Há que se falar também da Súmula Vinculante n° 29 do Supremo Tribunal Federal que diz que “é constitucional a adoção, no cálculo do valor de taxa, de um ou mais elementos da base de cálculo própria de determinado imposto, desde que não haja integral identidade entre uma base e outra”. Ou seja, em vários níveis do ordenamento jurídico há a previsão para cobrança da gestão dos resíduos sólidos urbanos.
Vale destacar, conforme Laureano, que a partir de julho de 2021, poderá configurar em ato de improbidade administrativa a omissão do gestor municipal em adotar medidas para implementação da cobrança pelo serviço de gestão dos resíduos sólidos.

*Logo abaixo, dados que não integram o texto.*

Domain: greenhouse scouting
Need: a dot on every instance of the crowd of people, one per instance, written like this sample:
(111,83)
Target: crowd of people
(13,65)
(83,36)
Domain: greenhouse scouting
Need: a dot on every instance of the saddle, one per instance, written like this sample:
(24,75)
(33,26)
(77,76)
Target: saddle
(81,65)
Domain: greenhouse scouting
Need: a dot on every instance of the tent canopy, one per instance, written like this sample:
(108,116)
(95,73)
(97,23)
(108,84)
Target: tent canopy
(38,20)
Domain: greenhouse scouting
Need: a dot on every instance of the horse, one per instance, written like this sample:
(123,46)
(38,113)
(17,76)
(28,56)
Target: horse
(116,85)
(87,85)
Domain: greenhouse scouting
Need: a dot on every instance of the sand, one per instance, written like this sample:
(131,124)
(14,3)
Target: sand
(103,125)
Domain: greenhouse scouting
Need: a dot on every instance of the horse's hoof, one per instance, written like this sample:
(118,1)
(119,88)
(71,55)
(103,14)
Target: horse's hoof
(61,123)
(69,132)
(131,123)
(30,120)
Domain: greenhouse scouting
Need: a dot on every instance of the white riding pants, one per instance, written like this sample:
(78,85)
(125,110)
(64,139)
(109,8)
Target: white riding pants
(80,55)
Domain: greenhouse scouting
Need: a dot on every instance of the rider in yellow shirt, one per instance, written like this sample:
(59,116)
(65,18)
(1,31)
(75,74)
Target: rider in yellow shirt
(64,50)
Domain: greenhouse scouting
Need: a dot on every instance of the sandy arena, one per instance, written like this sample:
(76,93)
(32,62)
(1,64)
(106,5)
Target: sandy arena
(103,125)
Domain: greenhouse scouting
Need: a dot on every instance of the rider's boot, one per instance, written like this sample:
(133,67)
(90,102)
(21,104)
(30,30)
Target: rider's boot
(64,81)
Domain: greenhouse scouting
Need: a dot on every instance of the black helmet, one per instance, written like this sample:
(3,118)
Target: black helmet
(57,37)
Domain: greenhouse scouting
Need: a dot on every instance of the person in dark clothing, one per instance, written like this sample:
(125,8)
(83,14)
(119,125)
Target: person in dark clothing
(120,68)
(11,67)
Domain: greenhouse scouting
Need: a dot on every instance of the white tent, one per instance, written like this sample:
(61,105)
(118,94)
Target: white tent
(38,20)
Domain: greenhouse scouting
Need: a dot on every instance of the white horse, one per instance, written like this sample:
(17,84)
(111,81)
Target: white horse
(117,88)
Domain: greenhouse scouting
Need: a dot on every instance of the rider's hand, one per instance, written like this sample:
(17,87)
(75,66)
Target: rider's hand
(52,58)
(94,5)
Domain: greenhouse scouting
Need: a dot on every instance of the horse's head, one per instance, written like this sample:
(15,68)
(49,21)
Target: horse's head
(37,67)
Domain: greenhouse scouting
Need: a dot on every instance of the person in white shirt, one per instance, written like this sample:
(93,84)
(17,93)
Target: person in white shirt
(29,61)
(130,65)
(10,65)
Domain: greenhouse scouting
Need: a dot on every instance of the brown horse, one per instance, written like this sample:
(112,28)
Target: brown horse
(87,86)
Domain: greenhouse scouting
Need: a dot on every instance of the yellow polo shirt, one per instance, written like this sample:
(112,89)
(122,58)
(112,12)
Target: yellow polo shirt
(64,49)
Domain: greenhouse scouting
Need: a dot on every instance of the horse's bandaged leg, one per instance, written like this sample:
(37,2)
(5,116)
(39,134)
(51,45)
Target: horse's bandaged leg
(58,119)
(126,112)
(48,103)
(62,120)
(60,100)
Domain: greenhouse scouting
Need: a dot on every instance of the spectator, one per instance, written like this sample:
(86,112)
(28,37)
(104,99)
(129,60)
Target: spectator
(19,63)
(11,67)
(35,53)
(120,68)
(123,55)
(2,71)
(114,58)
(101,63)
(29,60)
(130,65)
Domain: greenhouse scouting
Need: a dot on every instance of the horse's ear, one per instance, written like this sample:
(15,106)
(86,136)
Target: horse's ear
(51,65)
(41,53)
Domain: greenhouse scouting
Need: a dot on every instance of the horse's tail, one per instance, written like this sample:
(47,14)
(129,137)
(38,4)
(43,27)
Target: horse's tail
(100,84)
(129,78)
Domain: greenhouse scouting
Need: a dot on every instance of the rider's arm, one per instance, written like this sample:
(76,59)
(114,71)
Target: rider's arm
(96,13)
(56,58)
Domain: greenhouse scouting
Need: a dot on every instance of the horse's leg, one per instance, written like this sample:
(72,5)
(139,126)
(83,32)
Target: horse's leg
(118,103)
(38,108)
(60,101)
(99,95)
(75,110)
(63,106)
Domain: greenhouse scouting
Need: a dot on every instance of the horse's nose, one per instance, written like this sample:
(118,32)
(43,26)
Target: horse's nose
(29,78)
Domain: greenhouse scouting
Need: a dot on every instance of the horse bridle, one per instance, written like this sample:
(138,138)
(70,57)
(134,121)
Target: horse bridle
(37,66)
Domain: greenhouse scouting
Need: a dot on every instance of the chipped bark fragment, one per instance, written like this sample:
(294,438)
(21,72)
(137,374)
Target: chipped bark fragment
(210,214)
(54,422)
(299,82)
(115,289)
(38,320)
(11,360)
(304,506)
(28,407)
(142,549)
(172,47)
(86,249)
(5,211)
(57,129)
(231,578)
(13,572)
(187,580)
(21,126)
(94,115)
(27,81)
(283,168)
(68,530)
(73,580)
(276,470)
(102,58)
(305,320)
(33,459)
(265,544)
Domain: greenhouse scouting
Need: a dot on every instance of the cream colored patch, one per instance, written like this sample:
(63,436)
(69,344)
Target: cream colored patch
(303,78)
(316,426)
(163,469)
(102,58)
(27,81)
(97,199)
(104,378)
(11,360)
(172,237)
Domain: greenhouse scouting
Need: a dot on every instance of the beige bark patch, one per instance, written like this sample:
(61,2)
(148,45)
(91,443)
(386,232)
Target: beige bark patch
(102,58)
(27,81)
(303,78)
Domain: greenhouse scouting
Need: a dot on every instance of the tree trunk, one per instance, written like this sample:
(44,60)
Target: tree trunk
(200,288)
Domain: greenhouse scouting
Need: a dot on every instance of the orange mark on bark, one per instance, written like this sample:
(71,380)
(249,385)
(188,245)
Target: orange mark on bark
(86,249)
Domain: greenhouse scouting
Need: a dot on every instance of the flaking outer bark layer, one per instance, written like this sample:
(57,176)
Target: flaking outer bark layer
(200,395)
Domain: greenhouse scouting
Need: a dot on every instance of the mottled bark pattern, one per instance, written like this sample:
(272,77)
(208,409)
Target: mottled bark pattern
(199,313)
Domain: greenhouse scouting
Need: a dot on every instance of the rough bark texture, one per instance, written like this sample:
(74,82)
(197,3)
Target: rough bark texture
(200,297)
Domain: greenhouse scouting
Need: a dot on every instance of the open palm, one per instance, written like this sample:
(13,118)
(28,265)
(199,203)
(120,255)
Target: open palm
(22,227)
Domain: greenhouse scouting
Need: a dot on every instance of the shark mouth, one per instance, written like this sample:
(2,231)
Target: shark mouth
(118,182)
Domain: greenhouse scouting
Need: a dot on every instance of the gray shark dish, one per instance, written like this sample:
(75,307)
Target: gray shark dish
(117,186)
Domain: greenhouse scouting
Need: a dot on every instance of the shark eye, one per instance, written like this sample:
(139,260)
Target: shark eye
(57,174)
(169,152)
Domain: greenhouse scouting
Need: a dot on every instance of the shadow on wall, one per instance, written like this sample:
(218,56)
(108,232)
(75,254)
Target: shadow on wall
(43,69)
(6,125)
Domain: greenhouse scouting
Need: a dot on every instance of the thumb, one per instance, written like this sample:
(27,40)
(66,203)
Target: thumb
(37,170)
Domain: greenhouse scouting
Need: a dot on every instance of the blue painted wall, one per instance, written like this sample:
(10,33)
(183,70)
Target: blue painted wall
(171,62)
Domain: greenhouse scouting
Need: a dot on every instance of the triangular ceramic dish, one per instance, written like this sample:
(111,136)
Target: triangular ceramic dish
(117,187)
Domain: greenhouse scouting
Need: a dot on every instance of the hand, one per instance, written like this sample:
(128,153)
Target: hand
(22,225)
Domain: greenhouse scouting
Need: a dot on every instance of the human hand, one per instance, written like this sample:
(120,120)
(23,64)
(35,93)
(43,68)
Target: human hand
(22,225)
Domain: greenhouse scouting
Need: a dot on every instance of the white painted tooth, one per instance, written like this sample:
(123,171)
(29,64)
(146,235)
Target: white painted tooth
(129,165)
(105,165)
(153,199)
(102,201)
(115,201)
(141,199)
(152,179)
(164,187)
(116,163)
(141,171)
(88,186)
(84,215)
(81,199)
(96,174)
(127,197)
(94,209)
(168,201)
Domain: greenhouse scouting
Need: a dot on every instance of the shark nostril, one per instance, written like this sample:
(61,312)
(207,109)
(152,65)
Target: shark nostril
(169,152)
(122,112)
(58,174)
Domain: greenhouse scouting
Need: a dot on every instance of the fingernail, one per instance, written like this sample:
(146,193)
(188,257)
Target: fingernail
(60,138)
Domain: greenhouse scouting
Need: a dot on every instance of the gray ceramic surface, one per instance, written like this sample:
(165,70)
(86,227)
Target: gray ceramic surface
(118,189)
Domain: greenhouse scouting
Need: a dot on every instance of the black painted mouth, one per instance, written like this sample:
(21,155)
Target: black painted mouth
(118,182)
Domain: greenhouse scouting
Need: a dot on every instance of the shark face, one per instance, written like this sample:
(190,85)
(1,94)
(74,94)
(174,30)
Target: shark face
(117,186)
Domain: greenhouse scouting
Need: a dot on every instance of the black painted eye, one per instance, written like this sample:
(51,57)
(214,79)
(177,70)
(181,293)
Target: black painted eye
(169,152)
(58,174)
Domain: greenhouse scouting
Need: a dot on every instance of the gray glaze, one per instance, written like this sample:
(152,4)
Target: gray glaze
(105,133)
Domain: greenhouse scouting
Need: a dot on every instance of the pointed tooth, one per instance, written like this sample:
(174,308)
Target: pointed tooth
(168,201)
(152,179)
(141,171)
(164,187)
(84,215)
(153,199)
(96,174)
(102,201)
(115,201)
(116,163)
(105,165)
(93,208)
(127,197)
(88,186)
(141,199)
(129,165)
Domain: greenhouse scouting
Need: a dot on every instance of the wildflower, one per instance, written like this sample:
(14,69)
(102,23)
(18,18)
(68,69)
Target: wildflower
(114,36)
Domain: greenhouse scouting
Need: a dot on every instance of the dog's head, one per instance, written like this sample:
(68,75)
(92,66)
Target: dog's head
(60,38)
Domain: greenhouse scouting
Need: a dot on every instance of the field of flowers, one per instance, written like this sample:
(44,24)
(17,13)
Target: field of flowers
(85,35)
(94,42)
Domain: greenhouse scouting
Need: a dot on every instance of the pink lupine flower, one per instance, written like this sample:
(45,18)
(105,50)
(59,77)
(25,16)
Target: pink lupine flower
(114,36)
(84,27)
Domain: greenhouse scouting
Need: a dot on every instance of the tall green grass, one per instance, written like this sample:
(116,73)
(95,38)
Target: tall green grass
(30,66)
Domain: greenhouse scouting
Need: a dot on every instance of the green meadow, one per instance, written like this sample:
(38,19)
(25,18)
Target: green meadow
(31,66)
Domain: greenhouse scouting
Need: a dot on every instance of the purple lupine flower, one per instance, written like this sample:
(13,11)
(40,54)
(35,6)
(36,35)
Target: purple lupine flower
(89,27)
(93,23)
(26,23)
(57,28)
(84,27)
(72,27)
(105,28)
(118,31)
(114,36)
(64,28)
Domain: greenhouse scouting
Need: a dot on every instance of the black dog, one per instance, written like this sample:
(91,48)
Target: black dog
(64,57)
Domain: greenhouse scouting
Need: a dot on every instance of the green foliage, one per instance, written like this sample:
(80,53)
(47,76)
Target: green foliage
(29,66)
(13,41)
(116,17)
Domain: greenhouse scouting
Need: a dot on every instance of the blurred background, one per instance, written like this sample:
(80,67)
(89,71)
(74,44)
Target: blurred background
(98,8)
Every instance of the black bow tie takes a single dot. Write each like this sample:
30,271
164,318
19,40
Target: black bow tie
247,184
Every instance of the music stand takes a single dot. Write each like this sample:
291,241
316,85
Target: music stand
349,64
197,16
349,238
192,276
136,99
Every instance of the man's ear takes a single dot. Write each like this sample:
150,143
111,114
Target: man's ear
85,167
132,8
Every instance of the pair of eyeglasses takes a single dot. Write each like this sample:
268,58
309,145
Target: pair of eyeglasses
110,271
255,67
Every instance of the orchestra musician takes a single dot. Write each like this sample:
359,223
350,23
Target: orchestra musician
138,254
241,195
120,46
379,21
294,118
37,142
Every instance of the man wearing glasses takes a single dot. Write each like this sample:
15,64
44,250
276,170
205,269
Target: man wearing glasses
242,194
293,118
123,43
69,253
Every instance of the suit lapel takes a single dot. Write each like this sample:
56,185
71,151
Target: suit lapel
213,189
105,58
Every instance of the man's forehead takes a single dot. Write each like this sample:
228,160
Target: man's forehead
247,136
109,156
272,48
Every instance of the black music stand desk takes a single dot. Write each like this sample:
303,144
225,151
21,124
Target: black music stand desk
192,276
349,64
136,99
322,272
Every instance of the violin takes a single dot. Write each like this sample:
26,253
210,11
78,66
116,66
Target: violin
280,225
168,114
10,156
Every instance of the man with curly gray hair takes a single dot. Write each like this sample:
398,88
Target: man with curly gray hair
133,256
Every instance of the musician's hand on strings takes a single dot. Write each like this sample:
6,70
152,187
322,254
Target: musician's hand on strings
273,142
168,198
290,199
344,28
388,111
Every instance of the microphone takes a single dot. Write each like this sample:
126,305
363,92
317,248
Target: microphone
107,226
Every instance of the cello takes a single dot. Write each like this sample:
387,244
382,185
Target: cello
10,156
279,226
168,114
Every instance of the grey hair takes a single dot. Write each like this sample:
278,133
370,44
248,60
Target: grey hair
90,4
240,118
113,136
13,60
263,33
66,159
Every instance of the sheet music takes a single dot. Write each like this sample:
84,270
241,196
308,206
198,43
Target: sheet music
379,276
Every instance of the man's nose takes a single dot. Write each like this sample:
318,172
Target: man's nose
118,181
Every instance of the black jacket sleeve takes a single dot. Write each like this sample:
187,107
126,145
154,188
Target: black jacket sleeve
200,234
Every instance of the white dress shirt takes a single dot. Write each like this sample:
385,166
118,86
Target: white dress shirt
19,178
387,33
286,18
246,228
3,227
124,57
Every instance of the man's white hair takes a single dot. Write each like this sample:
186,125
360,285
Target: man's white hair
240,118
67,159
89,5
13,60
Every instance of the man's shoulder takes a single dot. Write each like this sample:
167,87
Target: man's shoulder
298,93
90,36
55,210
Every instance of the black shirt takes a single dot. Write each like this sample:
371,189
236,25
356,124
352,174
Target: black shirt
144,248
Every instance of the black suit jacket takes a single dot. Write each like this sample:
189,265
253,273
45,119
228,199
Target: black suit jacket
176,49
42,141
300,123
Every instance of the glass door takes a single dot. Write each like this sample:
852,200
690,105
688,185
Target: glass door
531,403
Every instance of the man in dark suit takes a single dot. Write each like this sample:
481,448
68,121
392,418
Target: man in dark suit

Assim, é importante destacar a diferença entre taxa e tarifa, sendo que a taxa é um tributo compulsório instituído por lei podendo ser cobrada mesmo que não exista efetiva utilização do serviço, bastando apenas a sua oferta ao público. Já a tarifa é uma cobrança facultativa em decorrência da utilização do serviço público, feita indiretamente pelo estado, por meio de empresas que prestam o serviço em seu nome. Deste modo, a taxa se verifica como a melhor forma de cobrança dado seu caráter compulsório, além de que, para instituir a tarifa, deve-se mensurar a massa de resíduos produzida, o que não é simples.
A forma mais justa de se cobrar pela gestão dos resíduos sólidos é através da aferição da quantidade de resíduos produzida por cada residência, técnica de difícil adoção conhecida como PAYT – pay as you throw. Exemplos mundiais sobre essa forma de cobrança encontram-se em Kyoto, no Japão, onde os residentes pagam pelo número de sacolas usadas. Já em Barcelona, na Espanha, contêineres eletrônicos calculam o valor a ser cobrado conforme o volume de lixo inserido. Esse modelo permite a conscientização das pessoas para a redução na produção de resíduos.
Contudo, como o PAYT não é fácil de ser implementado, vários fatores podem ser utilizados a fim de se criar uma relação entre as características do imóvel e a produção de resíduos, como os citados por Dutra et al. (2018): unidades de área, faixas de área, zona de localização do imóvel, frequência do serviço prestado, uso do imóvel, área construída, testada do imóvel, padrão da construção, consumo de água, consumo de energia, valores fixos, coeficiente de produção de lixo, unidade fiscal do município e outros.
Conforme E&Y e SELURB (2020), existem três modelos básicos de cobrança pela gestão dos resíduos sólidos que são listados a seguir:
· Cobrança fixa: nesse modelo, os usuários pagam um valor pelos resíduos que são proporcionais a alguma medida adotada como a área do imóvel ou a sua testada, consumo de água ou de energia elétrica (proxy);
· Cobrança por utilização: são os modelos conhecidos como PAYT – pay as you throw, que se baseiam na quantidade de resíduos produzida pelo cidadão. Tais sistemas incentivam a separação dos RSU na fonte e a diminuição da sua produção.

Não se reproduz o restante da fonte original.